Download Press Release (PDF)
Download Grant Awards List (PDF)
The decisions around what to fund each year are extremely difficult and not taken lightly. This year, similar to last year, we employed a two-stage evaluation process. Applications were first reviewed by a group of committee members, including former grantees, faculty, staff, and students. There were 4 committees in total. Feedback from each committee was then shared with the Sachs Program Advisory Board, who made the final decisions over the course of multiple meetings.

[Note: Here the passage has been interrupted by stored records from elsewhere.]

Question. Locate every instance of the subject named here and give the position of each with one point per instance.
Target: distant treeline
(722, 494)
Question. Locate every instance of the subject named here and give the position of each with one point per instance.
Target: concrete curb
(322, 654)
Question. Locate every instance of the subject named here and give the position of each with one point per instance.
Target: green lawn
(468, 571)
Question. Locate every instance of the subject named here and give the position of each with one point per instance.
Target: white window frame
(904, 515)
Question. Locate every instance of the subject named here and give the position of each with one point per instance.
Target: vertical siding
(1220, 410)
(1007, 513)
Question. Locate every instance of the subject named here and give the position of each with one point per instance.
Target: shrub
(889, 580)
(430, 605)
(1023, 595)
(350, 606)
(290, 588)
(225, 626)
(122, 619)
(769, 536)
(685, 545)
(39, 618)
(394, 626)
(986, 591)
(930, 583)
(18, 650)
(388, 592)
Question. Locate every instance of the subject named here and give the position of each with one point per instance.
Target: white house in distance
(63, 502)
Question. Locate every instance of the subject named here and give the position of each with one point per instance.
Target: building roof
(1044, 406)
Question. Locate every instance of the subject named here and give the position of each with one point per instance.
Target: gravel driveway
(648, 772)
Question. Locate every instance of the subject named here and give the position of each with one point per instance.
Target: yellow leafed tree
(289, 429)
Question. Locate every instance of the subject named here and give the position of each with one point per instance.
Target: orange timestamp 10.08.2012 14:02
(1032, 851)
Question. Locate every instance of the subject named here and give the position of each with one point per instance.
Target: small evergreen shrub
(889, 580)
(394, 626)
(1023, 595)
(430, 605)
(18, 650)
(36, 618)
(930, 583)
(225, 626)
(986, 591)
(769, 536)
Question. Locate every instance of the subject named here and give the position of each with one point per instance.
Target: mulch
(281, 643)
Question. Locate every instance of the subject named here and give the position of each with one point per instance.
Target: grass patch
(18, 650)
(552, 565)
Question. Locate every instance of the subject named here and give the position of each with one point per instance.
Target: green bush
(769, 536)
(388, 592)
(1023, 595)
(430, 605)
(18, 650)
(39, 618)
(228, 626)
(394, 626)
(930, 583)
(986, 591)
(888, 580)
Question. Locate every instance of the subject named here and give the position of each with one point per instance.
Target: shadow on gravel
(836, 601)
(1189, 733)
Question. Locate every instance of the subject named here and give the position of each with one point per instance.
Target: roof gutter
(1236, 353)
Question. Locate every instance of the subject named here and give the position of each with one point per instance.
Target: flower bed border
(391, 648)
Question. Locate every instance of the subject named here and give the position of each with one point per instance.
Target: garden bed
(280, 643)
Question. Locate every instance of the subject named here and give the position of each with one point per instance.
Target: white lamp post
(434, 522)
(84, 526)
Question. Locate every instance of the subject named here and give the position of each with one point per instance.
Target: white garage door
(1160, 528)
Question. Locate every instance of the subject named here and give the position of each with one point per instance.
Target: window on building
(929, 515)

Over the course of this academic year, the Sachs Program also provided additional funding to students and student groups, in the form of Ben Art Bucks: small, quick-turnaround grants up to $100 for individuals and $500 for student groups. These small grants funded a range of projects and activities, such as visits to live performances, the production and presentation of new artworks, purchasing supplies, travel for arts research and arts appreciation, and programming for student groups. Over 40 were awarded, in total.
Additionally, through a partnership with the College of Arts and Sciences, we supported nine First-Year Seminars, which took place during the fall 2019 and spring 2020 semesters. Those courses, which span the disciplines of Anthropology, Classical Studies, English, History, History of Art, Music, Political Science, and Urban Studies, are also listed among the 2020 Grant Awards on our website.